A questo punto, occorrerà attendere la pronuncia di quest’ultima, per verificare se le perplessità, sollevate dall’ordinanza che qui si è segnalata circa l’orientamento che si stava consolidando nella giurisprudenza di legittimità, si trasformeranno in un overruling del medesimo.


[1] Esempi di c.d. clausole generali sono la correttezza e la buona fede nell’esecuzione del contratto: esse  contengono enunciazioni di criteri di valutazione “del comportamento delle parti” che vanno integrate in sede di interpretazione valutativa, conformandosi sia ai principi dell’ordinamento sia ad una serie di standards valutativi esistenti nella realtà sociale che unitamente a detti principi costituiscono “il diritto vivente”.

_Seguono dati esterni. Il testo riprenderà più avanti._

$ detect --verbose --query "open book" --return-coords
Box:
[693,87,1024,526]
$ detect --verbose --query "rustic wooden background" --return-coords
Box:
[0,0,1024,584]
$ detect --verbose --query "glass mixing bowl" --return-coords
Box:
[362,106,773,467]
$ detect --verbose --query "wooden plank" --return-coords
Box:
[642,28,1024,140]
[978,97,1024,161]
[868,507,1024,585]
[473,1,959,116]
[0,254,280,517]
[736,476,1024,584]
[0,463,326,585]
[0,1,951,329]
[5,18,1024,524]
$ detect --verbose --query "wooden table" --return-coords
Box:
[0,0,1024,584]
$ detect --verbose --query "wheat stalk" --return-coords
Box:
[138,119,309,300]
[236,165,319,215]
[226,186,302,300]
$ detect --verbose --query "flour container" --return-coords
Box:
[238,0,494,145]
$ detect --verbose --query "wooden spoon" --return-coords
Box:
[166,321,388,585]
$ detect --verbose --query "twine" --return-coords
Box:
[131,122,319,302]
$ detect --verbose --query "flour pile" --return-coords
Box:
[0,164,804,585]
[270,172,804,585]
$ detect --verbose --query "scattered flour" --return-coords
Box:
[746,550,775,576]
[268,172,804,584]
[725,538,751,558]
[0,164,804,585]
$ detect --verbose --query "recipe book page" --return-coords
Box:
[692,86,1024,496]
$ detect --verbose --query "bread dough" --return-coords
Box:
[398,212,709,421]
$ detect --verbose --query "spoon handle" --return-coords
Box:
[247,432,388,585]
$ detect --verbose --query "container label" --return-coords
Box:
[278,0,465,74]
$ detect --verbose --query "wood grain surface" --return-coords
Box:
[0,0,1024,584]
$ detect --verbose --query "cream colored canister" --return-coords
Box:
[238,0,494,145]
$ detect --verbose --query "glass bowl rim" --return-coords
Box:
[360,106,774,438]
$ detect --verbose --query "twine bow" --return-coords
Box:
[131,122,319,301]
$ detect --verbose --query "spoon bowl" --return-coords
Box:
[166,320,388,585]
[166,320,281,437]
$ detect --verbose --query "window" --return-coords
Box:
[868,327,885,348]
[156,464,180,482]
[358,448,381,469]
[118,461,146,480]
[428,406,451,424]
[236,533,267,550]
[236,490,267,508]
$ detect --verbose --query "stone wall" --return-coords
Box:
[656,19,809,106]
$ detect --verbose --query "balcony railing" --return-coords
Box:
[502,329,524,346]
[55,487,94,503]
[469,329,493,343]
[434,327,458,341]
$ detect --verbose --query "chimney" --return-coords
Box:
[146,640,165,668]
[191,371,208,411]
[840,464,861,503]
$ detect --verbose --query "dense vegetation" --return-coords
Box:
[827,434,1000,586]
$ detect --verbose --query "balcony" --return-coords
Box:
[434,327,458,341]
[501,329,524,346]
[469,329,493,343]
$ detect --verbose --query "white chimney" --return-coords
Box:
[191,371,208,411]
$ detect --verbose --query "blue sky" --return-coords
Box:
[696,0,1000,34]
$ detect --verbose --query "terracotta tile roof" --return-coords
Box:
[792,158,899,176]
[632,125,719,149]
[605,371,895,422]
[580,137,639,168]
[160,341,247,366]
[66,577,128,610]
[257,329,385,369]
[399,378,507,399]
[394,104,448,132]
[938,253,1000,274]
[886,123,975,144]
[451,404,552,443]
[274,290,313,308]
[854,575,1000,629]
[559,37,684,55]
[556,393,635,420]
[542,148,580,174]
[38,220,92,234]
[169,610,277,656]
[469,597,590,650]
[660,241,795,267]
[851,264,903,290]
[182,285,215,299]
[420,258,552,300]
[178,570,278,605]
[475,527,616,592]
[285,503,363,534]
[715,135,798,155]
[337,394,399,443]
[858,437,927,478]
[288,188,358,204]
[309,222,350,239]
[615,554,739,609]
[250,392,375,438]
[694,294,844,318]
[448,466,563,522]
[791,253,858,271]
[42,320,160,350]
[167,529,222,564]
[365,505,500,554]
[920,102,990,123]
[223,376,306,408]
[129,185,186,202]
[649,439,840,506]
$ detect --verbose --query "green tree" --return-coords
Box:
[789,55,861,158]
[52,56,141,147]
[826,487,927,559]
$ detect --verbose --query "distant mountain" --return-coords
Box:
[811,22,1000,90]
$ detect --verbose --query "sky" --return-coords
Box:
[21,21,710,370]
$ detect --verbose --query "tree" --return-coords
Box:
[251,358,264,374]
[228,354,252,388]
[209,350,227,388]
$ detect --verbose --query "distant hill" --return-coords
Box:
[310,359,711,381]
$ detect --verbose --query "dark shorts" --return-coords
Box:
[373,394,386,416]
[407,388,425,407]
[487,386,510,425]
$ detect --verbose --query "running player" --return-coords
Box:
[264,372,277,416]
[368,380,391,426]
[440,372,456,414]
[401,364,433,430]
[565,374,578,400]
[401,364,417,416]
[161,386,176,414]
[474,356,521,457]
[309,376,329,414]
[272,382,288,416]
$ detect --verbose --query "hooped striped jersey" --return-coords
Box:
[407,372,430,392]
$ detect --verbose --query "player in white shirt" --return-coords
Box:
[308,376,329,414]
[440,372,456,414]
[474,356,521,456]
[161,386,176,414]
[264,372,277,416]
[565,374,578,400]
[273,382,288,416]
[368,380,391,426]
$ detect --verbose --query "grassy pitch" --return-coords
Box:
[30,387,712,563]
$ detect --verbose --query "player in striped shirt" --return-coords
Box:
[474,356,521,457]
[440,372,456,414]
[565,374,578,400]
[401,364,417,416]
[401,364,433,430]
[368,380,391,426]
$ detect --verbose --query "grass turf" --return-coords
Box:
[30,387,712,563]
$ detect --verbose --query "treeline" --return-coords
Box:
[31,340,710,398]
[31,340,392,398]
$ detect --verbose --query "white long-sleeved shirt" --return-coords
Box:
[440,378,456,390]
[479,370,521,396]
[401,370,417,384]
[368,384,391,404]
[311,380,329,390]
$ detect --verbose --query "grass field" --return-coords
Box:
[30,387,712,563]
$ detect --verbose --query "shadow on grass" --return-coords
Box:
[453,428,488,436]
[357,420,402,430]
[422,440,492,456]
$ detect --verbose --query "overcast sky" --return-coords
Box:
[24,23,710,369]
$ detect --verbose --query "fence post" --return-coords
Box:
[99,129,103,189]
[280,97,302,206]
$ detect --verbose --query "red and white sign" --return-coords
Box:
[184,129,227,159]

Esempi di norme o clausole elastiche sono la giusta causa ed il giustificato motivo di risoluzione del contratto, ovvero la proporzionalità della sanzione), che sono propriamente, invece, “norme complete (…) che contengono formulazioni idonee ad identificare non una precisa fattispecie ma una ipotesi-tipo, un modulo generico da applicare alla singola fattispecie concreta in via interpretativa”; così.  Adalberto Perulli, Il controllo giudiziale dei poteri dell’imprenditore tra evoluzione legislativa e diritto vivente, RIDL, 2015, I, pag. 83 ss.